Arizona Capitol Reports Staff//August 17, 2007//[read_meter]
Longtime Arizona Democrat Don Bivens won a state committee election in Prescott and will serve as the party’s chairman until 2009.
Bivens, a former president of the State Bar of Arizona, was elected by the party’s state committee meeting at Yavapai College on Aug. 11.
He most recently served on the finance committee for U.S. Senate candidate Jim Pederson in 2006. He has also worked for past campaigns of Democratic former governor Bruce Babbitt in 1982, and Attorney General Terry Goddard during his campaign for governor in 1994.
An increasing “far-right” tendency among Republican candidates is pushing voters toward his party, he said, citing wide 2006 victories by Democrat Gov.
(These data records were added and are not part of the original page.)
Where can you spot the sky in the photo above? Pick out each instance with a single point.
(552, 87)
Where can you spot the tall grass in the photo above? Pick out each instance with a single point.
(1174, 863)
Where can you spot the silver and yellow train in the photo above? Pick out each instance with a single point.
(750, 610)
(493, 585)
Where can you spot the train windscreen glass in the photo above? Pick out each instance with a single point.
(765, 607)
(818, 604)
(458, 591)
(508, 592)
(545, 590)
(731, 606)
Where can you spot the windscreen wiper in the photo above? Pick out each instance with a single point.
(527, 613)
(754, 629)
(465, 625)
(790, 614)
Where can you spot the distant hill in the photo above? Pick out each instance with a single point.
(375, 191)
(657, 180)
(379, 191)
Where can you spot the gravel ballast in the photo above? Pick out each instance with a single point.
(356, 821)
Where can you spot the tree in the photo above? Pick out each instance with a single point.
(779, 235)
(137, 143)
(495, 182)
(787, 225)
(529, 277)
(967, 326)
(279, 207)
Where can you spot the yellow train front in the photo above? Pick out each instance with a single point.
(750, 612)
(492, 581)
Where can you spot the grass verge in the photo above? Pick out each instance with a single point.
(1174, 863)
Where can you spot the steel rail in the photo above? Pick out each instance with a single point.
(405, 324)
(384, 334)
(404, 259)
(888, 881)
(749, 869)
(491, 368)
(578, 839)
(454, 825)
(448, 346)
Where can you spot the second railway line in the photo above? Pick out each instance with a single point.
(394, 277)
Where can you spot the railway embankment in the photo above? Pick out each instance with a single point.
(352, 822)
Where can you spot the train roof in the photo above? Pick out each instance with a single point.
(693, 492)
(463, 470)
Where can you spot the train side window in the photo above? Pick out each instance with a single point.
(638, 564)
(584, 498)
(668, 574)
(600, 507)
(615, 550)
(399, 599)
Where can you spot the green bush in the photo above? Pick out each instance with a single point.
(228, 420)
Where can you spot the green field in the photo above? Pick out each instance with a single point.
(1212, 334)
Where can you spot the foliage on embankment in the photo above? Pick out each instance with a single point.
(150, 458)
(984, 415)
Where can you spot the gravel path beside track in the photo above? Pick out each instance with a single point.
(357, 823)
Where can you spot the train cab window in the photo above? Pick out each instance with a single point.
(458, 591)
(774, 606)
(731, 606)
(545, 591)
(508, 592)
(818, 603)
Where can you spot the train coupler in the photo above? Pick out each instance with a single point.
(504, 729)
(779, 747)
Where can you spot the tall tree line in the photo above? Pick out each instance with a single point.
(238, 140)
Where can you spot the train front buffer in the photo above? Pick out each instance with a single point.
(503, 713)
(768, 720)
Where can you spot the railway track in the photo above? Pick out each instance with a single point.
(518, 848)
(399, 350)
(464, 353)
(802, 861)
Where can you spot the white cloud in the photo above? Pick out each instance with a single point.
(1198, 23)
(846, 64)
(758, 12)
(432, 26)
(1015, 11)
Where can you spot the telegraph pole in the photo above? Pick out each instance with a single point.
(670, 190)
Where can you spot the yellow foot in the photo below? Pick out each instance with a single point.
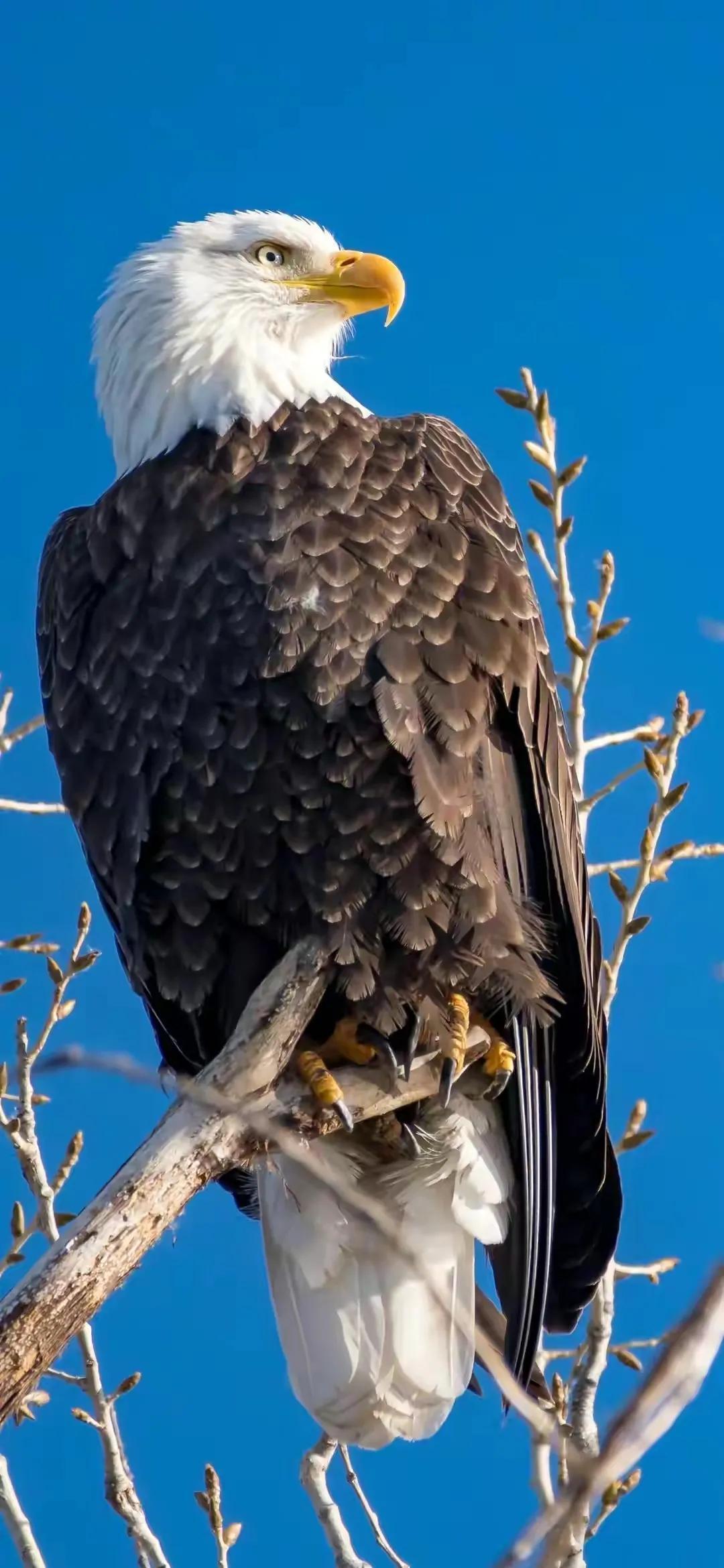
(323, 1086)
(497, 1063)
(453, 1053)
(351, 1040)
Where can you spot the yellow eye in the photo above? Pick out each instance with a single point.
(270, 255)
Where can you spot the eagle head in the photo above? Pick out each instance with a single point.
(223, 319)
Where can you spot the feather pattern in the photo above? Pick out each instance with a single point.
(296, 681)
(372, 1352)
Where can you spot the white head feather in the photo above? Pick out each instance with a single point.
(195, 330)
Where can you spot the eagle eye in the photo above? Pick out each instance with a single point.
(270, 255)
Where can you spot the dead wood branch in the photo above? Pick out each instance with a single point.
(188, 1149)
(19, 1528)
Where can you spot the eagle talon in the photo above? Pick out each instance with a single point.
(455, 1051)
(372, 1037)
(497, 1065)
(323, 1086)
(344, 1114)
(411, 1145)
(411, 1046)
Janet Napolitano and Goddard.
“We are both out-fund raising and out-registering our Republican friends,” he said. “It’s just an observable fact that thoughtful independents and Republicans have been voting for Democratic candidates.”
He said his priorities are maintaining the party’s “upward trajectory” in congressional and state races, and getting more familiar with Democratic officeholders in the Legislature.
In 2006 Democrats picked up seven seats in the Legislature. Winning a majority is possible, he said. (The Arizona House now has 33 Republicans and 27 Democrats; the Senate has 17 Republicans and 13 Democrats.)
The 1st Congressional District House seat occupied by Republican Rick Renzi, currently under federal investigation for possible corruption, is “winnable.” And a possible special election to fill the seat if Renzi vacates would provide a “strategic advantage” to Democrats by allowing a tight focus of party resources, said Bivens.
GOP: Democrats are ‘pandering’
Brett Mecum, a spokesman for the Arizona Republican Party, said he believes Democrats are too optimistic and predicts their “pandering to the left wing” will push independents right back to the GOP tent.
Large tax increases, pork spending and a “surrender in Iraq” policy by the Democratic majority in Congress will haunt freshmen Democrats U.S. Reps. Harry Mitchell, Congressional District 5 and Gabrielle Giffords, Congressional District 8 in 2008, he said.
Firm Republican policies espousing strong borders, low taxes and family values, and a “deep bench” of qualified Republican hopefuls will bring the 5th and 8th districts back under GOP control, Mecum said.
“I think the Democrats are over confident,” said Mecum, also predicting veto-proof majorities in the state Legislature following the 2008 elections. “They had the perfect storm in 2006 (when Democrats took control of both houses of Congress.”
At the Aug. 11 Democrat meeting, party members also revised guidelines for writing resolutions, and voted to urge elected officials to investigate alleged abuses of power by the Bush administration.
Outgoing Chairman David Waid, who presided over the party when it gained two congressional seats and seven seats in the Arizona Legislature in 2006, said his successor’s ability to “broaden our fund-raising base” and vision will be beneficial.
Waid resigned from his position as chairman in July, citing a desire to spend more time with his political consulting business and family.
Bivens will be finishing Waid’s term, which ends in January 2009, and plans to run again for the position, said Emily Bittner, a party spokeswoman.
Two other candidates for chairman were nominated by members of the Democrat State Committee, but withdrew their nominations to further party unity, she said.
Jim Hannley, a district chairman for Legislative district 27 and a leader of the party’s Progressive Caucus withdrew, as did Randall Holmes, Bittner said.